Fruit trees, including temperate plants such as apples, pears and cherries, and tropical trees, such as mangoes and citrus, are angiosperms that rely on flowers to reproduce. The life cycle of these trees starts with a seed.
Seeds vary greatly in fruit trees, from the tiny apple seed to the large mango seed. The seed holds genetic material that, when conditions are good, begins to grow into a new tree.
The fruit tree seed sprouts, using stored starches to grow, and then sends out roots that collect water and nutrients. Stems and leaves also grow, providing sugars for the tree through photosynthesis. The fruit tree matures over time and then reproduces.
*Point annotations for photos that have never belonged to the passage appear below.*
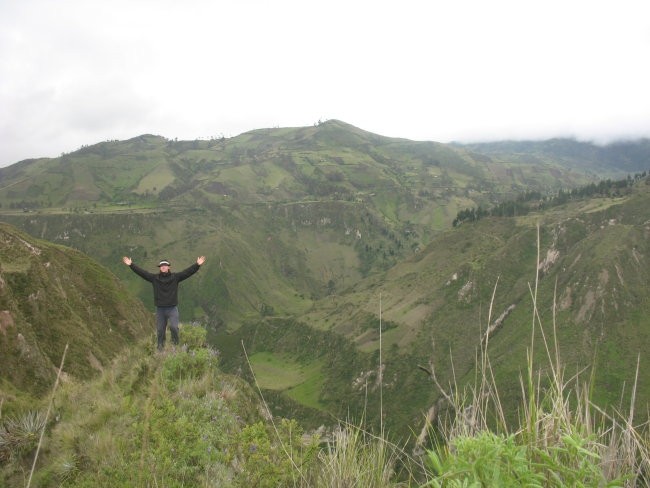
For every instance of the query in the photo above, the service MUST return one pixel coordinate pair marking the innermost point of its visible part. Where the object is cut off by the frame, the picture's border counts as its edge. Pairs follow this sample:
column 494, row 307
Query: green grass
column 301, row 382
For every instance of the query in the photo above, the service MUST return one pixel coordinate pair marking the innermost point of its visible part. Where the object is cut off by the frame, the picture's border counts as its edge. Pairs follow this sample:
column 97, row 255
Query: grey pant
column 164, row 315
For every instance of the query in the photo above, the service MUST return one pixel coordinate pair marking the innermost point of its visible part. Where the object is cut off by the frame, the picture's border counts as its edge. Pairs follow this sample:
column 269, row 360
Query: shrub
column 193, row 336
column 19, row 435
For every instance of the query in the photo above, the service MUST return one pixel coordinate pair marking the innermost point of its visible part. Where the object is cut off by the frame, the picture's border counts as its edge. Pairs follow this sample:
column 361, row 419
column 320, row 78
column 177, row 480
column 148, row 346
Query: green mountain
column 50, row 297
column 317, row 237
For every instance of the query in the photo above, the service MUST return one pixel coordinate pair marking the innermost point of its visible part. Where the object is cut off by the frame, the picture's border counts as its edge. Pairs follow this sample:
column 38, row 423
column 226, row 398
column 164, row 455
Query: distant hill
column 51, row 296
column 311, row 231
column 602, row 160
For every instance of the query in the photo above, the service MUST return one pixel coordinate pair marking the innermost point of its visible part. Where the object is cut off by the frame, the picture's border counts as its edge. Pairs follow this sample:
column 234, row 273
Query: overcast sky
column 78, row 72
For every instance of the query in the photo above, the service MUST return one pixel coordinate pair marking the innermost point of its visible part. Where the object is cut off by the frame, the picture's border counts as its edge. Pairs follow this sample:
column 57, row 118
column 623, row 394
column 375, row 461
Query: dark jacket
column 165, row 285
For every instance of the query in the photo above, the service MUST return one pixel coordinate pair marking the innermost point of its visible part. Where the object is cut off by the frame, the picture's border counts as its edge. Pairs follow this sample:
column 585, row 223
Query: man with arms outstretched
column 165, row 294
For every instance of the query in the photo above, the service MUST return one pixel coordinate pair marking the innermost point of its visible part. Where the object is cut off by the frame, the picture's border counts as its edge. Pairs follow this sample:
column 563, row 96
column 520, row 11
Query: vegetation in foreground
column 174, row 419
Fruit trees flower to reproduce. In each flower are male anthers that make sperm-laden pollen and the female pistil, consisting of the stigma at the tip, the style and ovary at the base.
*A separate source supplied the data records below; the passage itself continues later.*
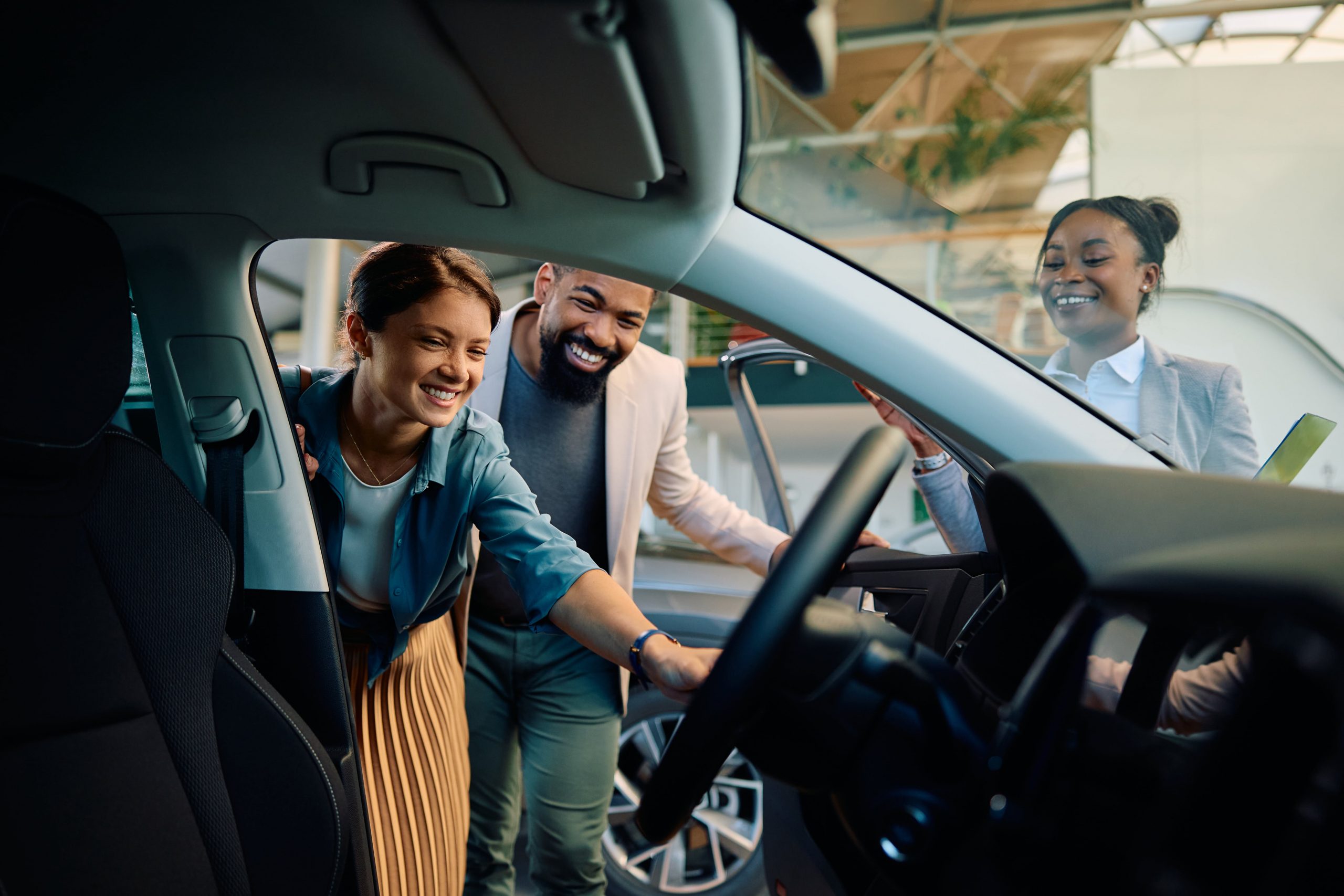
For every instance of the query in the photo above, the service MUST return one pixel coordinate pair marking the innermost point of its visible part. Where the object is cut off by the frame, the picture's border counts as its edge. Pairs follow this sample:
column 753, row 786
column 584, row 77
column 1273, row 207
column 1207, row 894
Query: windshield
column 1186, row 292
Insect pollinators move the pollen from the anthers to the stigma. Sperm cells enter the stigma, travel through the style and into the ovary to fertilise the ovules inside.
The fertilised ovules become seeds. The ovary grows into a modified seed pod, with a thick wall around the seed. This wall is full of sugars that taste sweet and are good to eat.
Once the fruit ripens, it may be eaten by humans or animals, often dropping the seeds to the ground. After contacting the soil, the seeds germinate to restart the life cycle of the fruit tree.